Ontem, mais de metade dos eleitores do nosso país, achou que não valia a pena participar activamente na eleição presidencial. Optimista, vou achar que assim foi, por considerarem que os poderes e funções presidenciais não são assim tão relevantes pelo que esta eleição não mudaria significativamente o país.

Face aos resultados anunciados, vou dar um “salto de fé” e acreditar, com todas as minhas forças, na sabedoria política e bom senso destes portugueses abstencionistas: todos os dias, nos próximos 5 anos, desejarei para Cavaco, e dele esperarei, nada mais do que a irrelevância e simbolismo duma jarra de flores constitucionalmente consagrada.
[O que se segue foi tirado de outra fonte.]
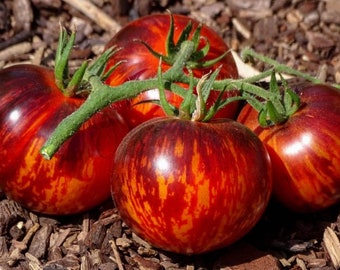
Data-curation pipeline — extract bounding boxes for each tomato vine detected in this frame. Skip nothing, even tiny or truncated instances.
[41,15,340,159]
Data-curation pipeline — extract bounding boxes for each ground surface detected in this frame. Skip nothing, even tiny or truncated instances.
[0,0,340,270]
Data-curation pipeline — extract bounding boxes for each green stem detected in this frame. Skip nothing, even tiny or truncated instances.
[40,41,194,159]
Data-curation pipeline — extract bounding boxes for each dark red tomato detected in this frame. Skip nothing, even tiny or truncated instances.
[0,65,128,215]
[106,14,238,127]
[238,85,340,212]
[111,117,272,254]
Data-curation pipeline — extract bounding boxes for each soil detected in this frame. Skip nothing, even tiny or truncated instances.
[0,0,340,270]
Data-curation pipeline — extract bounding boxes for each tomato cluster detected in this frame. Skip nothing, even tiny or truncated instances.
[0,15,340,254]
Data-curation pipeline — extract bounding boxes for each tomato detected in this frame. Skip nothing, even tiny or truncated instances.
[111,117,272,254]
[238,85,340,212]
[106,14,238,127]
[0,65,128,215]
Se assim não for, ficarei muito desiludido com a tranquilidade abstencionista.

Sendo assim, quem defende a Constituição?

Cavaco Silva, na sua (não) reacção às alarvidades recentes de Alberto João Jardim, deixou bem claro que não está disponível a sacrificar a sua confortável posição de figura “consensual” e pacífica em nome dos níveis mínimos de funcionamento do sistema da democracia parlamentar consagrados na Constituição que jurou defender.

Mesmo para quem, como eu, nunca acreditou nesse juramento de circunstância do dia da tomada de posse, não deixa de ser incompreensível.

O episódio, mais uma vez, perder-se-á no meio da poeira e a figura abominável de Alberto João celebrará mais uma marca na coronha do revólver de ofensas constantemente apontado a uma República e a uma Democracia que já ninguém defende.

Não chegámos à Madeira, nem o barco encalhou: estamos mesmo é num faroeste sem xerifes nem homens de bem.